İlk dans ettiğimiz yeri hatırlıyor musun? Şehrin kalabalık manzarası ayaklarımızın altında, yağmur yağıyor, kalplerimiz sırılsıklam aşık. Bana bakan gözlerinin derinliğinden kalbine düşmek üzere intihar etmiştim. Orada ölmeyeceğimi biliyordum, ölsem de arkamda bırakacağım aşkla yaşatacaktın beni.
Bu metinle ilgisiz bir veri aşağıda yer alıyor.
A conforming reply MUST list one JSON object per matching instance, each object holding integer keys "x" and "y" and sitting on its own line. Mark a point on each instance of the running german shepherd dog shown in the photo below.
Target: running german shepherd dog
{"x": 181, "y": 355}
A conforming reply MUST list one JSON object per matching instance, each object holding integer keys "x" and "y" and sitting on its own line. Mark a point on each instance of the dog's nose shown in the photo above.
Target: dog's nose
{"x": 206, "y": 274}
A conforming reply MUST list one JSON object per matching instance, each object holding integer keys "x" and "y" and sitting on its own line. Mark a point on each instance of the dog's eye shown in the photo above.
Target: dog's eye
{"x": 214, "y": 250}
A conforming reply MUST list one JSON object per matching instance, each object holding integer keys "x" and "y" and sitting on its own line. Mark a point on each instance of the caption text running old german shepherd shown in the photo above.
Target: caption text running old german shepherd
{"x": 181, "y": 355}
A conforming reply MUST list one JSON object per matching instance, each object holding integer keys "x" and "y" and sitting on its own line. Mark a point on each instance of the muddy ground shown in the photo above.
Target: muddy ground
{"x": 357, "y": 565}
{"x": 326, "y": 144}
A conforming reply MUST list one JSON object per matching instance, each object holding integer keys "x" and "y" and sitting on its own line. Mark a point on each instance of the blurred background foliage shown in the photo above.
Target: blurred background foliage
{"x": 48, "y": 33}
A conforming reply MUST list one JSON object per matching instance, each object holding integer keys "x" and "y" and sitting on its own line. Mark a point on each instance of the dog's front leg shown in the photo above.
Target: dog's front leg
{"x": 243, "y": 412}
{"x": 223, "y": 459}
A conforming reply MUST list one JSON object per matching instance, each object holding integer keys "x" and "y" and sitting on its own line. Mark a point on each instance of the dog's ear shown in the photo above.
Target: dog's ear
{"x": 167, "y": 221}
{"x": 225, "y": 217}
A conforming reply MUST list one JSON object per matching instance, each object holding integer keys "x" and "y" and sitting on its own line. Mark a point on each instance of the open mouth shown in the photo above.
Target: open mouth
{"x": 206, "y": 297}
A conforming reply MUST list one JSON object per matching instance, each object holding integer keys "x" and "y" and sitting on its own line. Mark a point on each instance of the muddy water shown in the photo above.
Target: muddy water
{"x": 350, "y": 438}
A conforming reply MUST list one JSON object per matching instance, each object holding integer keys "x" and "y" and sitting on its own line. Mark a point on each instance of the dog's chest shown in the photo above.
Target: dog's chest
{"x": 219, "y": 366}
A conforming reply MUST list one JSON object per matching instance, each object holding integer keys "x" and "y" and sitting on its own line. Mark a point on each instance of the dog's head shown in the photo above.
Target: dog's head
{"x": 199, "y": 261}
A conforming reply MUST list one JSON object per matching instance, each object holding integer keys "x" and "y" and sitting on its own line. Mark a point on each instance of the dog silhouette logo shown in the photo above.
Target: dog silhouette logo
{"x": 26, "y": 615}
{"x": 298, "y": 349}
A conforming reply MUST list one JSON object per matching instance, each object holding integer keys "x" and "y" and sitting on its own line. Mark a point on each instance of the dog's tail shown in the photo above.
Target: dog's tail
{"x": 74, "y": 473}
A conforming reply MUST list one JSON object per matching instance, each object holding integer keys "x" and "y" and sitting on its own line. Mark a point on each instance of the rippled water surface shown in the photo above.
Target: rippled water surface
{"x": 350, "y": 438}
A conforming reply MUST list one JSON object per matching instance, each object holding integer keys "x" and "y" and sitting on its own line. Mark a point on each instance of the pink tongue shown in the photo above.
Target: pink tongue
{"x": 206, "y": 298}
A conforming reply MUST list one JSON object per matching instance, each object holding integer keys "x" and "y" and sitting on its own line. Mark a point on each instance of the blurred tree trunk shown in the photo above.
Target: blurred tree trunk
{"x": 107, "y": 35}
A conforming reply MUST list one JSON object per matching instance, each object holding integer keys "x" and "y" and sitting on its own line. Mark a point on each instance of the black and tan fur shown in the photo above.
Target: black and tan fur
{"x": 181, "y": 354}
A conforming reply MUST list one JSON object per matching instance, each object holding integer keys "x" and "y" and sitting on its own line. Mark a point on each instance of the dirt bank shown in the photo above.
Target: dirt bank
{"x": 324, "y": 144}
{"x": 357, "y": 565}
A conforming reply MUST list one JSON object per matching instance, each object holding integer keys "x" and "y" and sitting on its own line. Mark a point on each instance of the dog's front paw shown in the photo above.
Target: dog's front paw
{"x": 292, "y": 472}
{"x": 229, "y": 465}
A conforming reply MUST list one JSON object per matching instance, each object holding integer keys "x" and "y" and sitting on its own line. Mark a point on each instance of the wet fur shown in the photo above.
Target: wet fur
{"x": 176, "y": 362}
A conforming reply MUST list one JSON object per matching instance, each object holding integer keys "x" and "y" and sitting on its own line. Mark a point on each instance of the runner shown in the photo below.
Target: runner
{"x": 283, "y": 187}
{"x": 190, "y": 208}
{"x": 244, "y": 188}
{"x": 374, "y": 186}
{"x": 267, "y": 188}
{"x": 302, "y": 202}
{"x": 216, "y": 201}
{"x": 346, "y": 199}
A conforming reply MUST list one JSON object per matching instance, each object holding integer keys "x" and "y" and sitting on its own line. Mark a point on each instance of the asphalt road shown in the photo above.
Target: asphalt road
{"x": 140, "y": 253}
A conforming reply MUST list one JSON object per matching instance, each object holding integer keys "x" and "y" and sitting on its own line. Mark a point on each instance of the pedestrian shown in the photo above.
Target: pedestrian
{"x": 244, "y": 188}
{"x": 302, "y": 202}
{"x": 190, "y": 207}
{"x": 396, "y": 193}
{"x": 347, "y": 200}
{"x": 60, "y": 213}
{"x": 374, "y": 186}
Tıkılıp kalmıştık o koskoca manzarada, ellerini bırakmak istemiyordum. Ellerin çirkindi, çirkindi fakat o ellerinin sıcaklığı, huzuru ütopyada dahi yoktu. O denli gerçek bir huzurdun sen. Kaybolduğumuz sokakların haddi hesabı yoktu, yine bize çıkıyordu o yollar, yine aşka çıkıyordu. Tutkuluydu gece, yetmedi bize. Rutin güneşin yoğunluğundan ayrılıp tutku kattık gündüze, aşk kattık. Lanet olası o uğultuyu bir kenara bırakıp sessizlikle seviştik.
İnanmıştım sana, inanmıştım bu huzurdan vazgeçemeyeceğine. Ellerinin sıcaklığıyla belimi ısıtmaktan bıkabileceğini hiç düşünmedim.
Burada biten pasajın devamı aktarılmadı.